O que mudou e o que ficou
«Sob o céu já a pardejar corria, alto, o vento, que não tardaria a
mungir, amanhando-as, aquelas nuvens mais grossas e sanguentas. Rochas e garças,
e mais rochas peladas, cinza dura, na desolação e loucura do montado. Alentejo
com chuva. Páscoa frustrada. Que tal
os trigos? A ver vamos... Há para aí alguns menos ruins...
Nos terrenos pascigosos, à beira da estrada que o Simca devora, surgem, agrestes e emblemáticos, os saramagos e as
grisandas. Sob as saraivadas bruscas, os ranchos da monda cobrem-se com lívidos
plásticos, fantasmais. No monte, o
silêncio alentejano, a decadência, a lonjura, os guizos, o olhar meigo dos
bichos. Calcorrreio sendas antigas que as ervas agora escondem. Por todo o lado
a imagem da minha mãe. Até nos locais que foram os do muro branco, do portão,
cujo sino repicava em azul, precisamente na Páscoa, quando o garotio vinha às
amêndoas e nos acordava, aos gritos, com uma constelação de alegria. Mãe, és tu
ou a terra que me julga aqui, em Moura, ao
pôr do sol? Que voz me pede contas
do meu destino?
Sigo com os olhos a correnteza do Ardila,
acompanho-a, com a suave tristeza destes passos no tempo, até ao moinho árabe,
onde a água se quebra em espumas glaucas. Ficaram ainda duas mulheres, com os filhos
de roda, a lavar a roupa e a cantar, os pés sem medo dentro da água fria. Este
som não está à venda: oferece-se ao espaço do meu regresso. São as mesmas
mulheres de negro de há vinte anos, apenas com as galochas que as campaniças de
outrora não usavam. Têm os maridos e os noivos em França ou em Lisboa na
construção civil.
Mas há ainda o Chico, o pastorinho das ovelhas, que tem de ir um dia ao
seu fim do mundo, quer dizer, a Beja (porque de ano para ano vai adiando, ou
lhe adiam, uma operação imprescindível) e pensa que virá então ver-me, ali ao
pé, do outro lado do Tejo. E o maioral que de uma vez se meteu a caminho até à
capital e logo renunciou a ficar, não entendendo como podia semelhante gente
viver com tanto barulho de automóveis que nem de noite param!
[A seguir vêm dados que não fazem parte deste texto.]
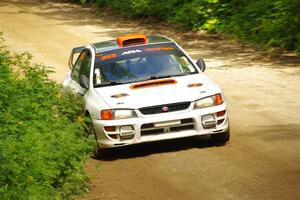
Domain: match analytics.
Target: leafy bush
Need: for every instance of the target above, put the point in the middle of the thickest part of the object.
(42, 150)
(265, 22)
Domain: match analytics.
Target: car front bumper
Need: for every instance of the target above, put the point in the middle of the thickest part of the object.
(163, 126)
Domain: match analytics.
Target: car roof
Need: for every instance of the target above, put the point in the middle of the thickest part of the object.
(113, 45)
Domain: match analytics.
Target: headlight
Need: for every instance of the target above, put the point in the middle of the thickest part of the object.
(209, 101)
(117, 114)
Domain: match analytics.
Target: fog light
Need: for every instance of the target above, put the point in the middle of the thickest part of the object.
(209, 121)
(126, 130)
(110, 128)
(113, 136)
(220, 121)
(221, 113)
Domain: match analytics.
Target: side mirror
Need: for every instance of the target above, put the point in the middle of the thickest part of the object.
(201, 64)
(84, 81)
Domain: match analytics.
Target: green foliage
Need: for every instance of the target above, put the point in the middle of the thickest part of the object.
(42, 150)
(265, 22)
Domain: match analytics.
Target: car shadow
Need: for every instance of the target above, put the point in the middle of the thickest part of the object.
(145, 149)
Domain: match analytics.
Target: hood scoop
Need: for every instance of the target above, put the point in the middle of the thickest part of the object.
(153, 83)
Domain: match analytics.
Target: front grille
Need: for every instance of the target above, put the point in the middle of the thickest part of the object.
(159, 109)
(150, 129)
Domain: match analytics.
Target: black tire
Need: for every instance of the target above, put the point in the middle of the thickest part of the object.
(89, 133)
(221, 138)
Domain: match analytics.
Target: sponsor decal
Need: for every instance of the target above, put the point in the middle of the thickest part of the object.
(106, 57)
(165, 109)
(131, 52)
(160, 49)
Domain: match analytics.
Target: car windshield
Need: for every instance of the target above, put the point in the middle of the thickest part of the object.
(140, 63)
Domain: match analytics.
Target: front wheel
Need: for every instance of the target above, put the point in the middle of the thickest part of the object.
(90, 133)
(221, 137)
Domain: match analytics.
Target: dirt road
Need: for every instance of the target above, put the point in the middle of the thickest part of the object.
(262, 161)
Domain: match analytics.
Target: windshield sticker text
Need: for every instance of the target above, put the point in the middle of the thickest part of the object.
(131, 52)
(160, 49)
(107, 57)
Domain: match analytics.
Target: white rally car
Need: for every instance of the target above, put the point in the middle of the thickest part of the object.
(141, 89)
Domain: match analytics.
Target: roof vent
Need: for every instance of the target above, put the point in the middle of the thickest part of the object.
(131, 40)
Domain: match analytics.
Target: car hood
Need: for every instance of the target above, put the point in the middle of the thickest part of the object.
(181, 89)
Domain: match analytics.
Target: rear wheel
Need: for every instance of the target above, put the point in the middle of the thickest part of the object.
(221, 138)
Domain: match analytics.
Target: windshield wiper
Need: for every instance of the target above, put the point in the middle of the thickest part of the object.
(168, 76)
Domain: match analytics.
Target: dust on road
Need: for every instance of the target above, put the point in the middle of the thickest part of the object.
(262, 161)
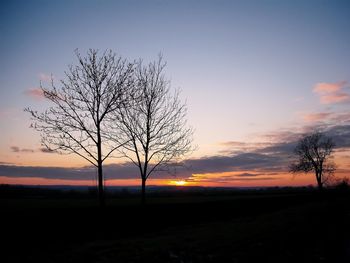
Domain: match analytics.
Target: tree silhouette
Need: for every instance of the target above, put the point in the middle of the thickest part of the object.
(313, 153)
(153, 124)
(77, 121)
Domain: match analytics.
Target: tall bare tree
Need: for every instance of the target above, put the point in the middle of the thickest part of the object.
(77, 121)
(313, 153)
(154, 123)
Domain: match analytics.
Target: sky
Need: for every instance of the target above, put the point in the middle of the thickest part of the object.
(255, 75)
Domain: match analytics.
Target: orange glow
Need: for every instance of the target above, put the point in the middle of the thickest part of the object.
(178, 183)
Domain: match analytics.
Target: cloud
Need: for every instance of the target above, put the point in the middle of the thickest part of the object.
(45, 77)
(314, 117)
(45, 150)
(332, 93)
(17, 149)
(34, 93)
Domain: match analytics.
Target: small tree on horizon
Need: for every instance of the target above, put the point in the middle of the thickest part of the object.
(78, 120)
(313, 153)
(154, 124)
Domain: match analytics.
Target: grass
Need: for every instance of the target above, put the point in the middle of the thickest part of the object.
(268, 227)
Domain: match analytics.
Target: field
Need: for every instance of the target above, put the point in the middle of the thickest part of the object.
(274, 225)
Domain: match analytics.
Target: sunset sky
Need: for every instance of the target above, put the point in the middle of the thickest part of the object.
(255, 76)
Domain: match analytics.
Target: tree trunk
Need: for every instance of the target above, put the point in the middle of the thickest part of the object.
(101, 195)
(319, 181)
(143, 191)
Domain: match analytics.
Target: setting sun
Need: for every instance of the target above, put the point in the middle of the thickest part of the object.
(178, 183)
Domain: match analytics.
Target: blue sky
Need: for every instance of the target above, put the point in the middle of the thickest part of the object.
(245, 68)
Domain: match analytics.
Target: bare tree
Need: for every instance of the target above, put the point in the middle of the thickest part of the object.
(77, 121)
(153, 124)
(313, 153)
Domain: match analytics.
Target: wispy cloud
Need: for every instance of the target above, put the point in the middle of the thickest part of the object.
(315, 117)
(331, 93)
(34, 93)
(45, 77)
(16, 149)
(45, 150)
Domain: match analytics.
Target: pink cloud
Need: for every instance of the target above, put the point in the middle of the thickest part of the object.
(314, 117)
(331, 93)
(35, 93)
(45, 77)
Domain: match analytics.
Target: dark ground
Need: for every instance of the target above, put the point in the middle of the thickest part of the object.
(299, 225)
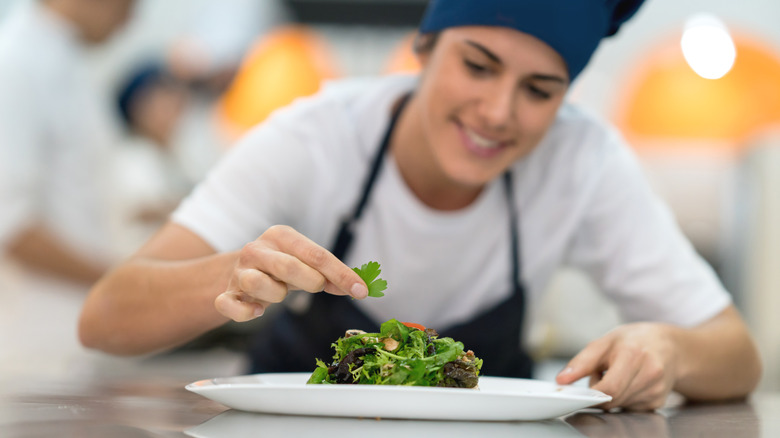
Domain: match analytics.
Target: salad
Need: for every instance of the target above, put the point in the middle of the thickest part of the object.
(400, 354)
É esse mesmo maioral,
homem de 40 anos apenas, mas bem usados, que canta por entre a melancolia dos
olivais:
Já os dias vão passando
e as semanas também vão.
Já secaram os eucaliptos
para as tábuas do meu caixão.
Árvores
Com a Primavera surgiram, numa quinta-feira cor de terra, entre a chuva
gasta e a morna infância do sol. Um rosto quieto e doce como um fruto secreto.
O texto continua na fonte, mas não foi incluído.